If you already own or are planning to buy an electric vehicle, it changes your solar sizing calculation meaningfully — and it's worth telling your installer upfront rather than discovering the gap later.
How much extra usage an EV adds
A typical EV driven an average annual mileage (roughly 12,000 miles/year) adds somewhere in the range of 3,000-4,500 kWh of annual electricity usage, depending on the vehicle's efficiency and your driving habits — often a 25-40% increase over a typical household's baseline usage. If you're planning an EV purchase within the next few years, size your solar system for that future usage now rather than adding panels later (which is more expensive per watt than doing it in one project).
Timing your charging matters
If your utility has time-of-use rates, charging your EV during solar production hours (midday, if you're usually not driving) captures the most direct value from your panels. Charging overnight, as most EV owners default to, means you're drawing from the grid (or from stored battery power, if you have one) rather than directly from your panels — which is fine financially under retail-rate net metering, but changes the case for a battery under weaker export-rate states.
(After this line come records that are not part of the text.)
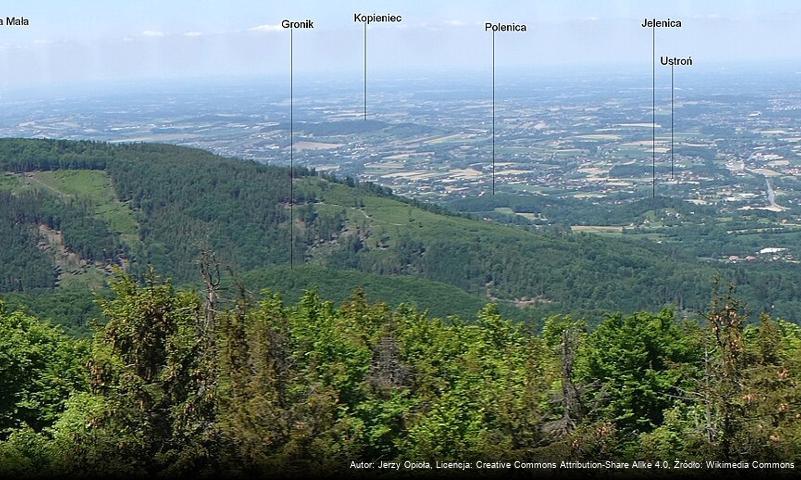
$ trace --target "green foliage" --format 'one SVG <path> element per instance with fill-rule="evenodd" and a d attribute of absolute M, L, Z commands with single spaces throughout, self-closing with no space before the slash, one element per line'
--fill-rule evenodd
<path fill-rule="evenodd" d="M 730 295 L 715 297 L 703 325 L 663 310 L 606 315 L 591 328 L 604 310 L 700 309 L 715 269 L 678 252 L 443 215 L 304 170 L 290 226 L 286 170 L 164 145 L 4 140 L 0 166 L 36 171 L 48 186 L 0 185 L 0 288 L 23 291 L 8 297 L 13 313 L 0 309 L 0 473 L 801 460 L 797 325 L 748 325 Z M 141 241 L 123 238 L 132 223 L 104 217 L 109 202 L 131 209 Z M 87 259 L 130 259 L 132 275 L 96 307 L 81 289 L 32 296 L 55 284 L 36 245 L 41 225 Z M 289 228 L 307 262 L 294 269 L 284 266 Z M 147 267 L 183 284 L 206 248 L 245 272 L 245 286 L 283 290 L 290 302 L 244 287 L 204 301 Z M 729 273 L 749 297 L 792 304 L 798 272 Z M 320 293 L 301 294 L 312 285 Z M 343 298 L 354 287 L 364 288 Z M 484 298 L 497 304 L 473 318 Z M 514 305 L 528 306 L 529 320 L 555 315 L 536 333 L 536 321 L 513 321 Z M 566 315 L 576 312 L 588 321 Z M 102 326 L 88 345 L 33 315 Z"/>
<path fill-rule="evenodd" d="M 69 394 L 85 387 L 86 346 L 0 302 L 0 437 L 51 425 Z"/>
<path fill-rule="evenodd" d="M 56 274 L 47 255 L 36 248 L 38 236 L 31 225 L 20 224 L 3 215 L 0 192 L 0 291 L 51 288 Z"/>
<path fill-rule="evenodd" d="M 351 292 L 363 288 L 367 296 L 396 307 L 400 304 L 414 305 L 428 311 L 434 317 L 456 315 L 473 319 L 484 305 L 479 295 L 470 295 L 464 290 L 446 283 L 406 275 L 376 275 L 350 269 L 324 268 L 317 265 L 301 265 L 258 269 L 241 276 L 241 281 L 253 290 L 268 289 L 281 292 L 288 302 L 299 300 L 305 291 L 316 290 L 322 297 L 341 303 Z M 501 305 L 505 317 L 528 320 L 528 312 L 511 305 Z"/>
<path fill-rule="evenodd" d="M 801 459 L 801 329 L 768 317 L 744 327 L 731 298 L 713 302 L 708 326 L 665 310 L 590 331 L 551 317 L 537 334 L 494 305 L 465 323 L 371 304 L 361 290 L 339 307 L 314 292 L 294 305 L 243 292 L 222 308 L 152 274 L 112 288 L 88 352 L 29 316 L 0 316 L 0 473 Z"/>
<path fill-rule="evenodd" d="M 348 269 L 390 277 L 384 283 L 398 276 L 424 278 L 461 291 L 451 289 L 450 295 L 440 288 L 442 297 L 458 295 L 465 304 L 467 295 L 474 299 L 468 307 L 460 307 L 458 300 L 437 310 L 436 302 L 432 308 L 428 300 L 419 300 L 426 297 L 419 282 L 399 281 L 397 293 L 378 289 L 381 299 L 393 305 L 414 298 L 437 315 L 475 311 L 484 299 L 497 302 L 508 316 L 512 309 L 525 308 L 526 317 L 572 313 L 599 318 L 609 311 L 666 305 L 701 311 L 715 273 L 736 281 L 757 313 L 775 308 L 794 319 L 798 306 L 795 286 L 801 281 L 791 266 L 713 265 L 699 262 L 699 252 L 671 244 L 527 231 L 447 214 L 375 185 L 340 182 L 304 169 L 295 171 L 295 241 L 290 247 L 286 169 L 196 149 L 4 139 L 0 168 L 17 174 L 0 188 L 6 195 L 0 202 L 0 239 L 10 245 L 0 252 L 0 289 L 5 291 L 55 286 L 53 260 L 36 248 L 37 224 L 44 224 L 61 230 L 71 251 L 101 264 L 87 281 L 102 280 L 100 272 L 108 264 L 124 265 L 138 278 L 153 265 L 184 284 L 195 280 L 196 260 L 208 249 L 238 274 L 277 271 L 286 266 L 292 248 L 296 263 L 327 272 Z M 494 208 L 573 212 L 595 218 L 594 223 L 629 217 L 645 221 L 666 211 L 708 213 L 668 198 L 599 211 L 577 209 L 572 201 L 499 195 L 464 200 L 458 208 L 482 214 Z M 326 279 L 328 273 L 320 272 L 321 287 L 341 278 Z M 325 293 L 339 299 L 343 291 Z M 297 289 L 286 293 L 298 295 Z"/>
<path fill-rule="evenodd" d="M 104 293 L 105 294 L 105 293 Z M 9 311 L 22 311 L 60 325 L 74 337 L 91 335 L 91 326 L 102 319 L 95 301 L 99 293 L 86 288 L 59 288 L 37 293 L 9 293 L 0 296 Z"/>
<path fill-rule="evenodd" d="M 679 365 L 693 365 L 700 353 L 687 340 L 691 328 L 682 328 L 671 311 L 659 315 L 638 313 L 607 318 L 586 344 L 586 382 L 598 380 L 597 414 L 619 429 L 648 431 L 662 423 L 665 409 L 680 392 L 685 373 Z"/>
<path fill-rule="evenodd" d="M 64 235 L 64 243 L 88 260 L 111 262 L 124 255 L 119 238 L 100 219 L 91 205 L 65 201 L 48 193 L 0 192 L 0 218 L 36 227 L 45 225 Z"/>
<path fill-rule="evenodd" d="M 106 222 L 109 229 L 123 240 L 138 237 L 134 213 L 127 204 L 119 201 L 106 172 L 56 170 L 38 172 L 34 178 L 64 199 L 86 202 L 95 216 Z"/>
<path fill-rule="evenodd" d="M 108 323 L 89 362 L 93 395 L 65 414 L 91 426 L 65 427 L 72 444 L 67 467 L 114 473 L 203 468 L 214 437 L 208 423 L 213 364 L 204 353 L 197 296 L 176 293 L 153 277 L 144 287 L 120 277 L 112 290 L 115 296 L 101 302 Z M 76 425 L 77 431 L 70 429 Z"/>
Should you add a battery specifically for EV charging?
In states with strong retail-rate net metering, it's usually not necessary purely for EV charging — you can export daytime surplus and draw credited grid power at night for charging. In states with weak export rates (like California under NEM 3.0), a battery sized to also cover evening EV charging can improve the economics of both the battery and the EV charging cost together.
What to tell your installer
Give them your EV's estimated annual mileage (or your current one's actual usage if you already own it) upfront, and ask them to size the system including that load — not just your household's existing electric bill, which will understate your real future usage.
Not financial, tax, or legal advice. Figures on this page are 2026 estimates based on industry aggregator data (EnergySage marketplace medians, SEIA/Wood Mackenzie market insight, and regional installer data) and are provided for general informational and comparison purposes only. Actual pricing, incentive eligibility, and payback periods depend on your specific roof, usage, equipment, and local program rules. Confirm current incentive details at dsireusa.org and consult a licensed tax professional and local installers before making a purchase decision.